Двумя часами позже весь наш невеликий экипаж, включая выползшего из кокпита Илью, осматривал горную цепь. Она занимала почти весь восточный горизонт, мы шли на самую её оконечность. Дальше от берега горы становились выше, круче, а справа по борту уходили вообще под облака. «Братки» – просипел Димон – «Братушки, это ж Кавказ! Нас мотануло канкретна!». К тому времени ветер отошёл, подослаб, и мы могли спокойно двигаться на север вдоль обрывистого берега. «Нутром чую» – прошептал Илья – «Там, где эта цепь кончается, есть бухта». Тут он замолчал, вглядываясь куда-то вдаль, глаза его прояснились. «Народ, идём тем же курсом. Прямо по ходу – трамвайчик». И действительно, в паре миль от нас чикилял прогулочный теплоходик, из тех, что катают возле порта туристов. Они принципиально не отходят дальше радиуса начала морской болезни. Как чайки для моряков Колумба, для нас он означал скорый конец пути. Вслед за ним мы обогнули мыс, и перед нами в лучах вечернего солнца открылся приморский курортный город с белыми домиками и кривыми улочками, сбегающими к набережной. Вот мол, на молу – маяк. Вот пристань, на пристани старики и мальчишки удят рыбу. Мы смайнали паруса, подошли ближе и я, единственный, сохранивший голос, крикнул им:
− Добрый вечер! Как ваше место называется?
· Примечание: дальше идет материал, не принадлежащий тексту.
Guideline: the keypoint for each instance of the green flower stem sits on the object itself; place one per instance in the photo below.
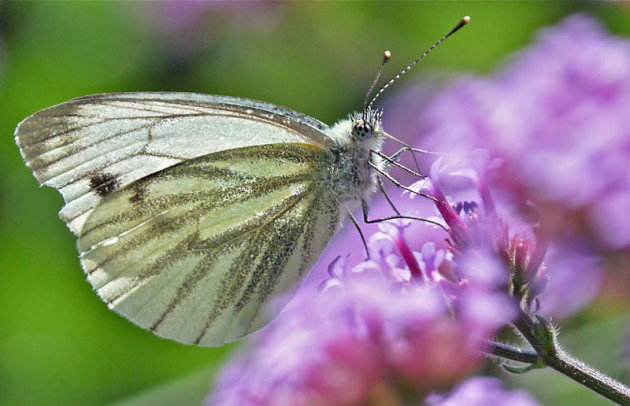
(542, 337)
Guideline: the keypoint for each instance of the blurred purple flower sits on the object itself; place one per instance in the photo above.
(187, 27)
(481, 391)
(371, 332)
(557, 117)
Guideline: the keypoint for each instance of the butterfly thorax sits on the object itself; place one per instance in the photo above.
(351, 174)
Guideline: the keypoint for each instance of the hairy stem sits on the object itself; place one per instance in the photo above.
(542, 337)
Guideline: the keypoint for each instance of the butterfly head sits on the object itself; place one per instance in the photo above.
(366, 124)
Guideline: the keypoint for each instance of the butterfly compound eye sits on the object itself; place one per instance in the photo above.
(361, 129)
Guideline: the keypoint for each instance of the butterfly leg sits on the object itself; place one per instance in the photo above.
(400, 185)
(356, 224)
(392, 160)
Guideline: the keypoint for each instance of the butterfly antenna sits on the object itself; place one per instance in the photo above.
(459, 25)
(386, 57)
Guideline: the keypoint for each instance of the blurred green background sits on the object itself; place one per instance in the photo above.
(58, 343)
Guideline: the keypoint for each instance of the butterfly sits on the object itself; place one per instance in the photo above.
(194, 211)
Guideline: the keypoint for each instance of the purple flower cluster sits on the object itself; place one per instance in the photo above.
(404, 321)
(557, 117)
(409, 322)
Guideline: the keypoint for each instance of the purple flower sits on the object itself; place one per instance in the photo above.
(481, 391)
(386, 326)
(556, 118)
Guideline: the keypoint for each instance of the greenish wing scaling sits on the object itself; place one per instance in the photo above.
(195, 251)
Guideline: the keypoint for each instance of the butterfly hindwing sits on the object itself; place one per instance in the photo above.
(194, 251)
(90, 146)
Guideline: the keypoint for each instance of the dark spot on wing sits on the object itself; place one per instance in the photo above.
(103, 183)
(138, 195)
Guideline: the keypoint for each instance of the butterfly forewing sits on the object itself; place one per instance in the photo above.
(99, 143)
(194, 251)
(192, 211)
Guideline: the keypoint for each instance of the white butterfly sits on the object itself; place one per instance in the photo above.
(193, 211)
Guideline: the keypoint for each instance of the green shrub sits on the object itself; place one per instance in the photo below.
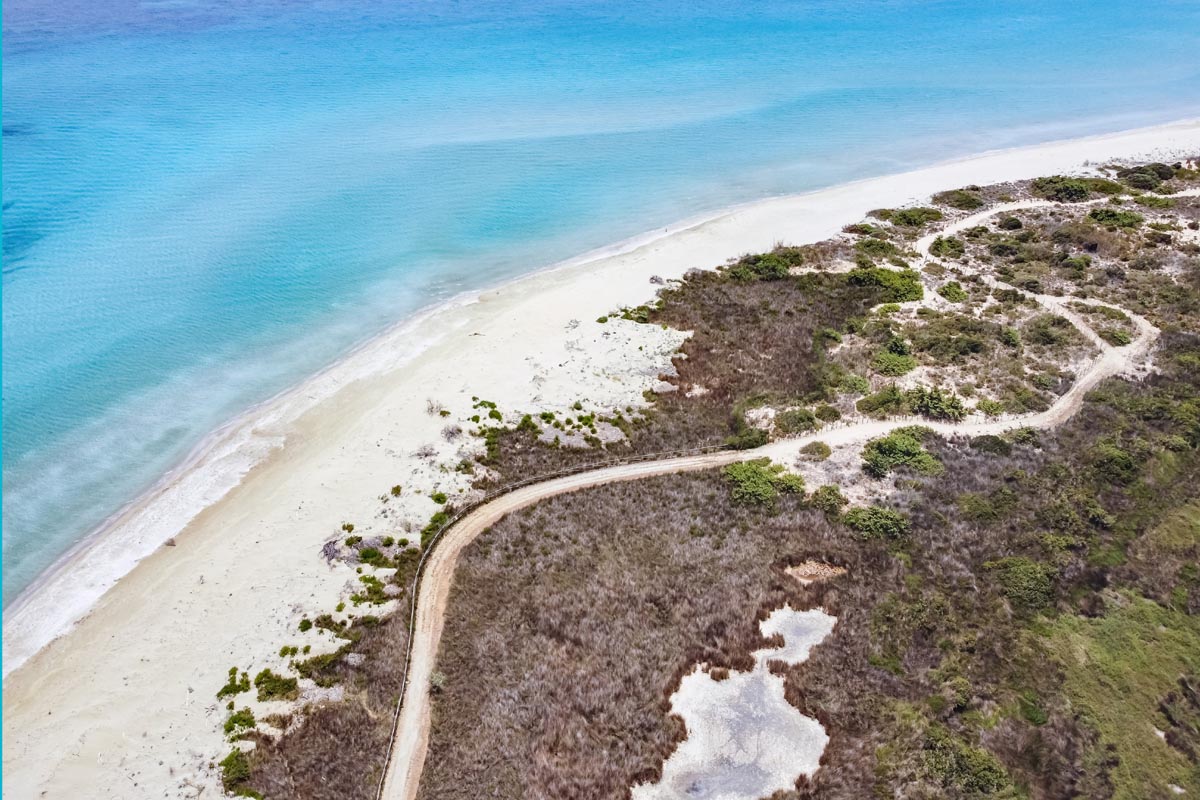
(765, 266)
(829, 499)
(235, 685)
(1146, 178)
(899, 286)
(373, 557)
(747, 438)
(892, 364)
(1114, 463)
(816, 450)
(989, 407)
(1115, 337)
(875, 522)
(1116, 217)
(1073, 190)
(1061, 188)
(961, 765)
(239, 721)
(936, 404)
(855, 384)
(759, 482)
(275, 687)
(953, 292)
(960, 199)
(1027, 584)
(901, 447)
(948, 247)
(1155, 202)
(796, 420)
(234, 769)
(915, 217)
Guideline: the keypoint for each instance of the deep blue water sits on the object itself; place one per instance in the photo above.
(205, 200)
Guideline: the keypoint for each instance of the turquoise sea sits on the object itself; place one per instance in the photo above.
(205, 200)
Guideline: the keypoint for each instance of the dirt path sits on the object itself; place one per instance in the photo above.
(407, 756)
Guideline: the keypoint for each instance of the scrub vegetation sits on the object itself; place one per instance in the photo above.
(1018, 615)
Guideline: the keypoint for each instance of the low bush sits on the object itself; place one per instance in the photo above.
(953, 292)
(829, 499)
(901, 447)
(234, 769)
(759, 482)
(239, 721)
(275, 687)
(915, 217)
(235, 685)
(1116, 217)
(990, 407)
(948, 247)
(1027, 584)
(876, 522)
(936, 404)
(763, 266)
(958, 764)
(899, 286)
(1115, 337)
(893, 364)
(827, 413)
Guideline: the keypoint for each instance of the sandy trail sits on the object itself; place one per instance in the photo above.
(407, 757)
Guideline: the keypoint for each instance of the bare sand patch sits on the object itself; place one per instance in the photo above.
(744, 740)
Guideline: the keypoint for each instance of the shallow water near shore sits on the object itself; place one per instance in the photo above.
(205, 202)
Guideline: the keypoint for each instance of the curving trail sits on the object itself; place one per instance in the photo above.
(407, 755)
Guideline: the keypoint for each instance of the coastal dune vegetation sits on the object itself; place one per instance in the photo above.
(975, 575)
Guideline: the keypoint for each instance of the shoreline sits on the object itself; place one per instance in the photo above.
(286, 405)
(315, 444)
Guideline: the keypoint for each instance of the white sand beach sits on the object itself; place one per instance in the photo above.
(113, 660)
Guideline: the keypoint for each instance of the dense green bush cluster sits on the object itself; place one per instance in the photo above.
(901, 447)
(275, 687)
(1116, 217)
(963, 767)
(948, 247)
(1146, 176)
(759, 482)
(235, 685)
(1073, 190)
(767, 266)
(953, 292)
(936, 404)
(899, 286)
(915, 217)
(876, 522)
(1029, 584)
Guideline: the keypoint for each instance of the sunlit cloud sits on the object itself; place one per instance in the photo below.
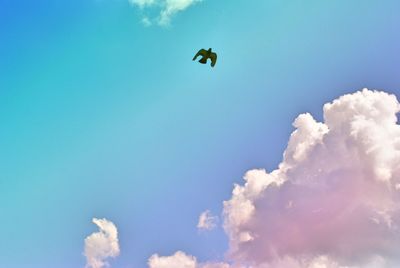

− Малая Бухта – донёсся ответ.
− К чёрту подробности! – проревел Димон внезапно прорезавшимся хриплым басом – Город какой?
− Анапа – хором ответили с пристани.
Илья повернулся к нам с Димоном. Бледный, красноглазый, с синяками под глазами, он был велик и горд.
− Дошли! – прошептал он, и уполз в кокпит переодеваться к швартовке.